Abstract:
A line circuit is described which provides isolated power to a subscriber telephone line in a manner that produces a constant power characteristic over the normal range of telephone line loop resistance. The isolated feed characteristic of the present invention simplifies protection against lightning and other transients. The constant power characteristic limits power dissipation under short loop, i.e. low resistance, or short circuit conditions yet allows enough current flow under short loop conditions to activate the voice level reducing varistor in the telephone sufficiently to prevent excessive loudness. This eliminates the need for additional circuits at the telephone central office for detecting short loops and for providing voice frequency (VF) level attenuation under such conditions.

Description:
CROSS REFERENCE TO RELATED APPLICATIONS 
     U.S. Ser. Nos. 598,650, of Ramon C. W. Chea, Jr. filed on 04/10/84; 660,585, of Ramon C. W. Chea, Jr. filed on 10/15/84 and; 660,591, of Ramon C. W. Chea, Jr. filed on 10/15/84, all of which are assigned to the same assignee as the present application. 
     BACKGROUND OF THE INVENTION 
     1. Field of the Invention 
     The present invention relates generally to the provision of constant power to telephone subscriber loops and more particularly to circuitry for providing power feed through a small power converter having an isolated output circuit and a constant power characteristic. 
     The line circuit of the present invention may be used as a line interface circuit in a telephone central office switch, in a subscriber carrier system or in a channel bank. Other fields of application are as a subscriber line interface, a two-wire exchange line interface with loop start or ground start or as an originating two-wire trunk line interface. 
     2. Description of the Prior Art 
     The subscriber line feed function associated with a classic telephone circuit is essentially equivalent to two resistors which are designated as line feed resistors in series with the central office battery. The value of the battery is in the range of 48 to 60 volts, and the resistors typically vary between 200 to 800 ohms depending upon the particular telephone exchange. The line feed resistors are selected at the central office to be of a value necessary to produce the proper line current versus loop resistance characteristics as expected by the telephone instrument. As is understood, a long telephone line indicates a large resistance, while a short telephone line has less of a resistance. The line feed resistors are placed in series with the telephone line and are selected according to the desired loop current characteristics. In any event, these resistors dissipate a relatively large amount of power and cause thermal problems at the central office. 

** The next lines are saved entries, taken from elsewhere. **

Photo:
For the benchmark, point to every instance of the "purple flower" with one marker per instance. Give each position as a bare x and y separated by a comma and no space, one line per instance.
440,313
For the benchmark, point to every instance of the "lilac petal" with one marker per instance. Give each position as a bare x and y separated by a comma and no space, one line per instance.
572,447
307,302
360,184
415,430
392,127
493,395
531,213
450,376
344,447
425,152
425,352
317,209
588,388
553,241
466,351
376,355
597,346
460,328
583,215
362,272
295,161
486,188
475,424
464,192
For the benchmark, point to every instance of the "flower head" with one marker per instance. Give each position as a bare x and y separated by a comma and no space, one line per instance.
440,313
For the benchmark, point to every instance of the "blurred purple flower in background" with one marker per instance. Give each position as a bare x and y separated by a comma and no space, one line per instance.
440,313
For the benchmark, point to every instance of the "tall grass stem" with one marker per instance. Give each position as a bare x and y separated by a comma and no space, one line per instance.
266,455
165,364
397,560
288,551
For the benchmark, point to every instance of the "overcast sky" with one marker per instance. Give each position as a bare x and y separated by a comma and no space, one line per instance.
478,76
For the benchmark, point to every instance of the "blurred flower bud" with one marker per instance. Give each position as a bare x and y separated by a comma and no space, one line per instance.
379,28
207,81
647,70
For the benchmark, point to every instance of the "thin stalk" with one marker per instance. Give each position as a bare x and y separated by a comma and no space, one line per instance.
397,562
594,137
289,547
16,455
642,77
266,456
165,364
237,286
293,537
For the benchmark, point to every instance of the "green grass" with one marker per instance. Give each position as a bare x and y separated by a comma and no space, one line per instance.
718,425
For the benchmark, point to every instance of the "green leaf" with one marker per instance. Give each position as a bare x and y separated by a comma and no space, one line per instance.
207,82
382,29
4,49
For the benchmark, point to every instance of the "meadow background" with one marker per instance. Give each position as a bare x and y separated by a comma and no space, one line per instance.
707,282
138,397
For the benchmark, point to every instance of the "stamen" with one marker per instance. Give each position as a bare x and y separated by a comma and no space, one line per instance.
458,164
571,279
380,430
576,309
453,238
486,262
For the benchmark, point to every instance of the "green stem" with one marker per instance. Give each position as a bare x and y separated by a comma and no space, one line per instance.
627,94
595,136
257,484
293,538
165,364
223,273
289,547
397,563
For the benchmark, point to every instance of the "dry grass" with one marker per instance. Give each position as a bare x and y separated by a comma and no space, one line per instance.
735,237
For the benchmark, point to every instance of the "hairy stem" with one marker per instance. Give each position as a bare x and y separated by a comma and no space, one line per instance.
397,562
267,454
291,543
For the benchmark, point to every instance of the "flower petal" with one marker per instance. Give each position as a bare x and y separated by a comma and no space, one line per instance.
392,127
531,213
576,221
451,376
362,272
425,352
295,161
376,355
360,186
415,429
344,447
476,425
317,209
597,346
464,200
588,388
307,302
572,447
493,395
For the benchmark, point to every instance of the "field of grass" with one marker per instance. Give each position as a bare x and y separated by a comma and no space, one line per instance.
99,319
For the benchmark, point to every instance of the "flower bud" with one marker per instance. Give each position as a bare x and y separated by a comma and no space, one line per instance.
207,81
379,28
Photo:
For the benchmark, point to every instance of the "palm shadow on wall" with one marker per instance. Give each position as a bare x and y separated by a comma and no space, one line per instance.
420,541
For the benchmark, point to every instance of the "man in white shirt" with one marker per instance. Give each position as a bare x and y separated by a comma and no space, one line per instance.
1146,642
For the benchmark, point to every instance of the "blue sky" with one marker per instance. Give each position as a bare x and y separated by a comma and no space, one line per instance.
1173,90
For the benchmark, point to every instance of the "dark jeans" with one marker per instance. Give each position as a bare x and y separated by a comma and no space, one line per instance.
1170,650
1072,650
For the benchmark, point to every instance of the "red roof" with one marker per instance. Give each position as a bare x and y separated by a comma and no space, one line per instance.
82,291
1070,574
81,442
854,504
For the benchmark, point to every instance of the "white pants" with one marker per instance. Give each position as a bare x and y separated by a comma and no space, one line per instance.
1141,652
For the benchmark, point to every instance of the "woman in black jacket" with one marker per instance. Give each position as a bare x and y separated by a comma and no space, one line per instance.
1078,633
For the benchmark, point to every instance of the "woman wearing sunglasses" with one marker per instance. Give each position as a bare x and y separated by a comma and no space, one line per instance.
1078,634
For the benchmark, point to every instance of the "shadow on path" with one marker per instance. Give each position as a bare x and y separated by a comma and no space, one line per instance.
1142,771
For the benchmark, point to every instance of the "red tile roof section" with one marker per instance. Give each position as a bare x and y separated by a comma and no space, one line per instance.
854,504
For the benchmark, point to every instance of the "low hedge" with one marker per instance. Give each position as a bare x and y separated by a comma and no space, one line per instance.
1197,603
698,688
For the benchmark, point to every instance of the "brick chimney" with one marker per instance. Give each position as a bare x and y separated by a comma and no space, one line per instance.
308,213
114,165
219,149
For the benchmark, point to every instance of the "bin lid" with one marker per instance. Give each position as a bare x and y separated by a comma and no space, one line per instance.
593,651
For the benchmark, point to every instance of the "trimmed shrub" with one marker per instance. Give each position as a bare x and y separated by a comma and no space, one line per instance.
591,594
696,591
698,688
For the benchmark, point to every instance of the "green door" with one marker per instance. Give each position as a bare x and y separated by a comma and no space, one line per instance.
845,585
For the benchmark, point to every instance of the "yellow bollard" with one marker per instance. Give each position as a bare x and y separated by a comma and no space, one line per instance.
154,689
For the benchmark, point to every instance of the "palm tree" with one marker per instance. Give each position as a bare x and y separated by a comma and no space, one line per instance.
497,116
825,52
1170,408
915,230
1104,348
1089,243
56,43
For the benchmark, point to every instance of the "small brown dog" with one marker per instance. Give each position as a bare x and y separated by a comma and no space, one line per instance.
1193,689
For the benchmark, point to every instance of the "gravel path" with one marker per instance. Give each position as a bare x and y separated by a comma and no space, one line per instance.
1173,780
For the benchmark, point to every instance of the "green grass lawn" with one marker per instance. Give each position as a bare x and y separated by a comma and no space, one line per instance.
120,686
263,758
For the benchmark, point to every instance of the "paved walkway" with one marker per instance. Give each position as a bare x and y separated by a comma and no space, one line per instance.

     Various telephone subscriber line interface circuit techniques are known in the prior art for controlling telephone subscriber loop current. Examples of circuitry for implementing such prior art techniques are provided with reference to U.S. Pat. Nos. 4,161,633, Subscriber Line/Trunk Circuit; 4,315,106, Apparatus for Regulating Current Supplied to a Telephone Line Circuit of the Type Employed in Digital Telephone Systems; 4,317,963, Subscriber Line Interface Circuit Utilizing Impedance Synthesizer and Shared Voltage Source for Loop Current Regulation Control; and 4,387,273, Subscriber Line Interface Circuit with Impedance Synthesizer, all of which describe techniques for the provision of regulated line current to telephone subscriber loops, and all of which are assigned to the same assignee as the present invention. 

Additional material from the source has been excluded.